En diálogo con radio LU12 AM680 de Río Gallegos, Carreras señaló que la querella mantiene su posición de que los cuatro imputados debían responder por los delitos atribuidos y adelantó que el recurso será preparado luego de un análisis exhaustivo de los fundamentos de la sentencia, que tiene 767 páginas y fue publicada por La Opinión Austral.
“Sí, sí, lo vamos a recurrir. Lo que no te puedo decir ahora es cuáles van a ser nuestros argumentos completos y totales”, afirmó la letrada.
La querella, sin embargo, no cuestionará la condena dictada contra Claudio Javier Villamide. “Estamos de acuerdo con la condena Villamide. Lo que no estamos de acuerdo es con esta exoneración, este sobreseimiento de los restantes”, explicó.
Qué resolvió el Tribunal Oral Federal de Santa Cruz
El Tribunal Oral en lo Criminal Federal de Santa Cruz condenó por mayoría a Claudio Javier Villamide, excomandante de la Fuerza de Submarinos, a tres años de prisión de ejecución condicional y a una inhabilitación especial por el doble de tiempo, como autor del delito de incumplimiento de los deberes de funcionario público en concurso ideal con estrago culposo agravado.
También se valoró que no hubiera impulsado una investigación sobre el ingreso de agua de mar producido durante aquel episodio y que no hubiera realizado determinadas verificaciones de seguridad antes de la zarpada de octubre de 2017.
En cambio, López Mazzeo, Alonso y Correa fueron absueltos por unanimidad.
El tribunal entendió que no se había acreditado con el grado de certeza requerido por el derecho penal que los tres hubieran tenido una intervención que permitiera atribuirles responsabilidad por el resultado. La absolución estuvo vinculada, entre otros fundamentos, con el principio in dubio pro reo y con la interpretación de la cadena de mando y de las competencias concretas que tenía cada uno.
Es precisamente ese punto el que la querella pretende discutir en la instancia de revisión.
La responsabilidad de López Mazzeo
Carreras centró buena parte de sus argumentos en las funciones que tenía López Mazzeo como titular del Comando de Alistamiento y Adiestramiento.
Para la querella, esa función implicaba una responsabilidad directa sobre las condiciones en las que se encontraba la flota y, específicamente, el submarino que terminó hundiéndose con sus 44 tripulantes.
“Alistamiento te está hablando de cómo está el estado de los buques, de la flota, de los fierros, como dicen ellos.
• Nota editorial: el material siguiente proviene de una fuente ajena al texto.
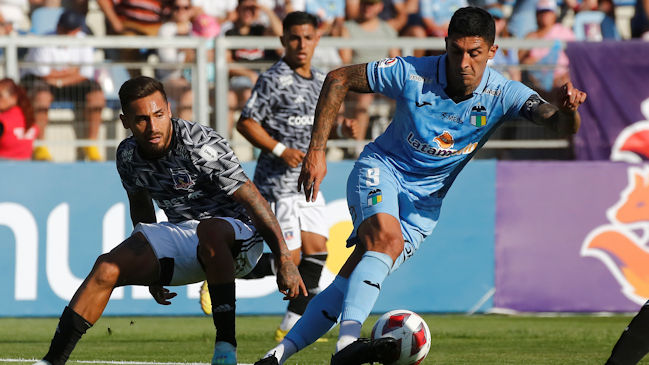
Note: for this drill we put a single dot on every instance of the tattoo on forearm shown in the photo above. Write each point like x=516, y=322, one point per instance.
x=334, y=90
x=261, y=214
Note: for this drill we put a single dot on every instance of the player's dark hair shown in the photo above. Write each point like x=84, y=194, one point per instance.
x=138, y=88
x=298, y=18
x=472, y=21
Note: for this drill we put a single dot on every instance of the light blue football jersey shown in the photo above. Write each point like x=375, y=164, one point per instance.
x=431, y=137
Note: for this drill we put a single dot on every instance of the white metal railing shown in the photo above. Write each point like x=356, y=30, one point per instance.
x=200, y=82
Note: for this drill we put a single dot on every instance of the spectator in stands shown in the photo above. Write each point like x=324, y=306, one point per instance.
x=506, y=59
x=222, y=10
x=330, y=13
x=179, y=24
x=432, y=19
x=70, y=83
x=548, y=28
x=640, y=20
x=367, y=25
x=17, y=128
x=16, y=12
x=243, y=78
x=131, y=17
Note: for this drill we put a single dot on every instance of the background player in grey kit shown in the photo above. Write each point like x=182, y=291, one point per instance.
x=217, y=222
x=278, y=119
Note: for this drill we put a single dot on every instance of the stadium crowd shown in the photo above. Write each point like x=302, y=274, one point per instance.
x=84, y=88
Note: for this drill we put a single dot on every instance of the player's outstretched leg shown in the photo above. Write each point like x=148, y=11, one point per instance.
x=321, y=314
x=633, y=344
x=310, y=268
x=215, y=237
x=364, y=288
x=133, y=262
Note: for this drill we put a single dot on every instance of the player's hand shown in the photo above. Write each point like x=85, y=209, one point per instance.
x=292, y=157
x=161, y=294
x=289, y=280
x=351, y=129
x=570, y=97
x=314, y=168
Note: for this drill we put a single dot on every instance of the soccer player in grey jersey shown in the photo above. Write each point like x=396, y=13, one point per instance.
x=278, y=119
x=217, y=222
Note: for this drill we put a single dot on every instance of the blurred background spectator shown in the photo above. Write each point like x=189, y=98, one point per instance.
x=549, y=78
x=131, y=17
x=248, y=22
x=367, y=25
x=17, y=128
x=640, y=20
x=70, y=80
x=506, y=59
x=178, y=24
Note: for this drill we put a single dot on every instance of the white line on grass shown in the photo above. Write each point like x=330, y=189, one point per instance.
x=114, y=362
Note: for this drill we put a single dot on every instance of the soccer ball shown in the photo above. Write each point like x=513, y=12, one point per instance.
x=410, y=330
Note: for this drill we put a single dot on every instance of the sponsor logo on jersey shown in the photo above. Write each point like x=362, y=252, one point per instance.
x=298, y=120
x=479, y=116
x=418, y=78
x=443, y=139
x=451, y=117
x=492, y=92
x=374, y=197
x=208, y=153
x=285, y=80
x=387, y=62
x=182, y=179
x=288, y=235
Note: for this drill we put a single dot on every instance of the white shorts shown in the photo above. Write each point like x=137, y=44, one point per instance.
x=176, y=246
x=295, y=215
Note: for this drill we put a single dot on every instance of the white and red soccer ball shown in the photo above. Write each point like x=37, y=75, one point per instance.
x=410, y=330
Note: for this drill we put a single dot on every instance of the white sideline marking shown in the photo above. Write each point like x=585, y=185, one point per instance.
x=114, y=362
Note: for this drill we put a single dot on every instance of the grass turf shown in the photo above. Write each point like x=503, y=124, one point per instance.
x=456, y=339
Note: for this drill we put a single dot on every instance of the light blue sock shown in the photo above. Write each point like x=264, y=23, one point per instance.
x=365, y=285
x=321, y=314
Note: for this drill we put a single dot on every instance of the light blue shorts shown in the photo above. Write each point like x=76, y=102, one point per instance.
x=375, y=186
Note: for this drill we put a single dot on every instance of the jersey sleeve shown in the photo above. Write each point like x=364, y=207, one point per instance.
x=214, y=158
x=259, y=106
x=387, y=76
x=514, y=98
x=123, y=161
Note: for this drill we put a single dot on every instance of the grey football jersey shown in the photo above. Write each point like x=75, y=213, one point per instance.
x=194, y=180
x=284, y=103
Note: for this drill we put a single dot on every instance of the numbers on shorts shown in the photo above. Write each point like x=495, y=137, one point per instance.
x=372, y=176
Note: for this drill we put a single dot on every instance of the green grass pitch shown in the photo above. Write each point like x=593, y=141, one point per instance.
x=456, y=339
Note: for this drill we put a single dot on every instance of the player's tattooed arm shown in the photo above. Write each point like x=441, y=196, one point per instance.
x=334, y=90
x=289, y=280
x=563, y=119
x=141, y=206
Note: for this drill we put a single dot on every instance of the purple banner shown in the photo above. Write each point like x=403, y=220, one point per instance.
x=615, y=122
x=572, y=236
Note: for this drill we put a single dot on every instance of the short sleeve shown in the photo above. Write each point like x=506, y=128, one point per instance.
x=216, y=159
x=124, y=167
x=259, y=106
x=387, y=76
x=514, y=97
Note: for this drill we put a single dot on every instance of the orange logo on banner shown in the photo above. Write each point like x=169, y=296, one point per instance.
x=622, y=245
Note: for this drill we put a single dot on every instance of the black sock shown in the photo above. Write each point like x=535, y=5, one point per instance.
x=70, y=329
x=310, y=269
x=633, y=344
x=223, y=311
x=263, y=268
En este caso el submarino. Por lo tanto, nosotros consideramos que sí hubo esa responsabilidad”, sostuvo, teniendo en cuenta que los jueces de tribunal hicieron hincapié en la falta de inversión en mantenimiento de las unidades por parte de la Armada.
La abogada planteó que el término “alistamiento” no puede interpretarse de manera aislada de las obligaciones reglamentarias que recaían sobre quien ocupaba ese cargo.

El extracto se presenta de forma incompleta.